Hubert Hurkacz: Kei jest wielkim wojownikiem
Hubert Hurkacz skomentował wielkie zwycięstwo nad Keiem Nishikorim w ramach BNP Paribas Open 2019. Polski tenisista świetnie wytrzymał trudy pojedynku i dzięki temu awansował do IV rundy.
W pierwszym secie Kei Nishikori zdobył jedyne przełamanie. W drugiej partii Japończyk miał dwa break pointy na 5:4, ale wrocławianin utrzymał nerwy na wodzy i odwrócił losy spotkania. Cały pojedynek zwieńczył wynikiem 4:6, 6:4, 6:3. - Na przestrzeni meczu coraz lepiej serwowałem, a od drugiego seta poprawiłem grę z linii końcowej i to chyba było kluczem do zwycięstwa.

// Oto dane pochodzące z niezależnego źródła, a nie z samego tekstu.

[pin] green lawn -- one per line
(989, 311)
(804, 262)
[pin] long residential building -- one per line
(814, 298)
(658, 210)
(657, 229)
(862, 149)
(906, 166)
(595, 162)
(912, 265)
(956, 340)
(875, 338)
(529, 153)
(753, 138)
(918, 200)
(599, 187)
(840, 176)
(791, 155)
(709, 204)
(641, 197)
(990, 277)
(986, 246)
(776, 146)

Dwa tygodnie temu Hurkacz pokonał Nishikoriego w trzech setach w II rundzie zawodów ATP World Tour 500 na kortach twardych w Dubaju. Czy to zwycięstwo miało wpływ na wtorkową postawę wrocławianina w Indian Wells? - Z jednej strony pomogło, bo dało mi to pewność siebie. Jednak z drugiej Kei znał już wszystkie moje słabości i starał się je wykorzystać jak tylko mógł. Udało mi się jednak zagrać świetne spotkanie i cieszę się z awansu do kolejnej rundy - wyznał Polak.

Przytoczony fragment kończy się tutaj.